B.K.: Describe your writing style in 3 words.
Jennifer: To the point. Or at least that's always the goal in the back of my mind. I've been told I write with a simplistic voice, though a vivid one, and I love that thought. That words can take a Reader and put them there, in whatever scene the Writer's painting. Which may mean, you don't necessarily have to write like Michelangelo, but maybe you just need to draw like Picasso. What did Hemingway say? "All you have to do is just write one true sentence." Yeah, easier said then done, but hell yeah! what great advice! If there's one thing I'd want to encourage other Writer's to do first in pursuit of this thing called writing is; to know your writing style and then own it. Don't wish you could writing like so-and-so, or such-and-such, but write like you. You have the voice you have for a reason, so use it, be true to it.
B.K.: What book character would you be, and why?
Jennifer: This is a hard one. I would have to say I will be the main character in that future novel I have yet to write - haha! And I bet you can't wait to read it now. ;)
B.K.: If you could time travel, what year would you go to and why?
Jennifer: I would travel at least 40 years into the future (2054?) just so I could come back and tell everyone what it was like. I think because I've always been fascinated by the future and have been ever since I was a small child. I mean, the past is the past, but the future has yet to be written. The possibilities are endless!
B.K.: What would your ten-year-old self say to you now?
Jennifer: You were fearless.
B.K.: Who is your greatest influence?
Jennifer: In my personal life; I'd have to say my Brother, but since we are talking about writing, I would first tell you the Poet, Billy Collins, and then secondly, and probably more unexpectedly, Dolly Parton.
Billy Collins, because the man will write about anything (have you ever read 'Taking off Emily Dickinson's Clothes?' if not, a must), because sometimes his work is serious (Now go read "Litany'), and sometimes not, but I appreciate that. His is an honest voice I can relate to (or in other words, true to he is), and everything is fodder for writing. Plus, who doesn't love a writer with a sense of humor? But something else that impressed me about Billy in an interview I read once of his is, is that, though he writes everyday, out of all the poems he writes (say in a given month), if he gets two or three "good" poems out of the bunch, then its been a good writing month - and I've never forgotten that.
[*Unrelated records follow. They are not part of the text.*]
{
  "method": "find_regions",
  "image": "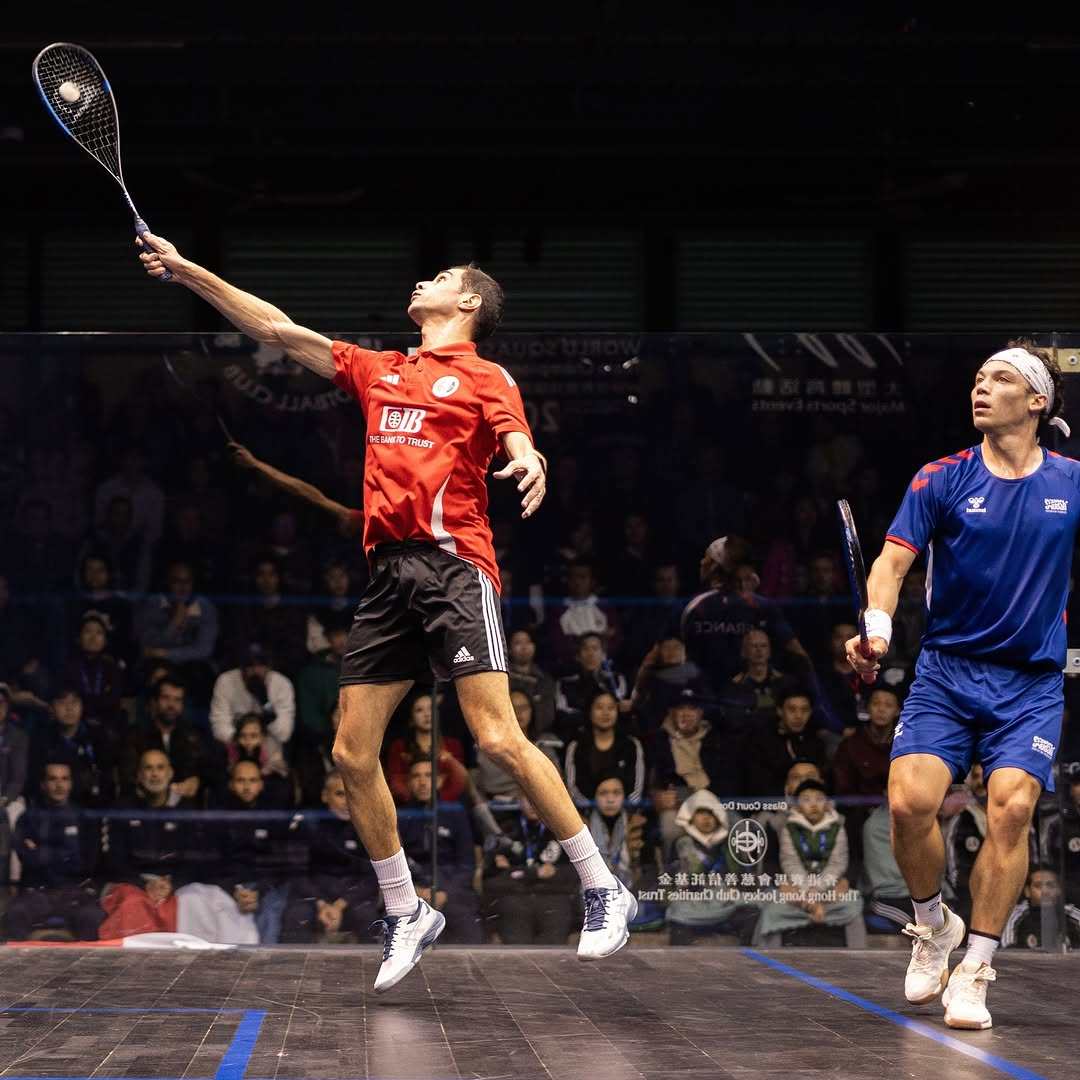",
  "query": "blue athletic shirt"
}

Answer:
[886,446,1080,671]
I guess because I took that to mean that not everything we write necessarily needs to be a masterpiece, but out of everything we do write, as long as we keep writing, there's a small chance that some of it will be. What matters is that we keep doing what we love to do, because we have to, for no other reason except that, like all Artists, we feel compelled to, whether we write like Michelangelo or draw like Picasso.
And as far as Dolly Parton, she just reiterates exactly what Billy said. Though a Writer of Songs, I've heard/read that she too writes a song every day; approximately 365 songs a year, year after year, but let me ask you this; how many of those ended up on a record? So in other words, keep doing what you're doing; know your voice; be true to it; and write, write, write!
B.K.: What/who made you start writing?
Jennifer: Compulsion. I don't know how else to describe it. I won a young Author's award in middle school - somebody thought I had a voice I guess. Stopped pursuing the fiction. Lept into some really bad, hormonal poetry in high school; thought nothing of it, and then kind of forgot about writing altogether as a young adult. But writing came back to me with a vengeance in my thirties and hasn't yet left me alone, though, it's definitely taken me down some unexpected roads. I guess I say that because, though I dove head first into writing fiction, and wrote a lot of short stories I still feel really strong about today, my voice started changing through the process. About two years in everything I was trying to write started coming out too lyrical for fiction that I finally just had to give in to the voice that was demanding to be: a Poet. And who would've ever thought a Poet? For now; a Poet. And when I say compulsion, I guess that's what I mean. It's that Poetic voice that wants to be heard, that demands to be heard, or what compels me to pick up my pen daily. And I keep hoping that one day it will allow me to write fiction again (that other voice), and I think it will, in the right season, but for now; it's this; this Poetry that open windows and doors that no other form of writing can; that reaches deeper, digs deeper; that teaches the Writer and the Reader at the same time. Yeah, what an honor! And I'll say it again; know your voice, be true it; and write! write! write!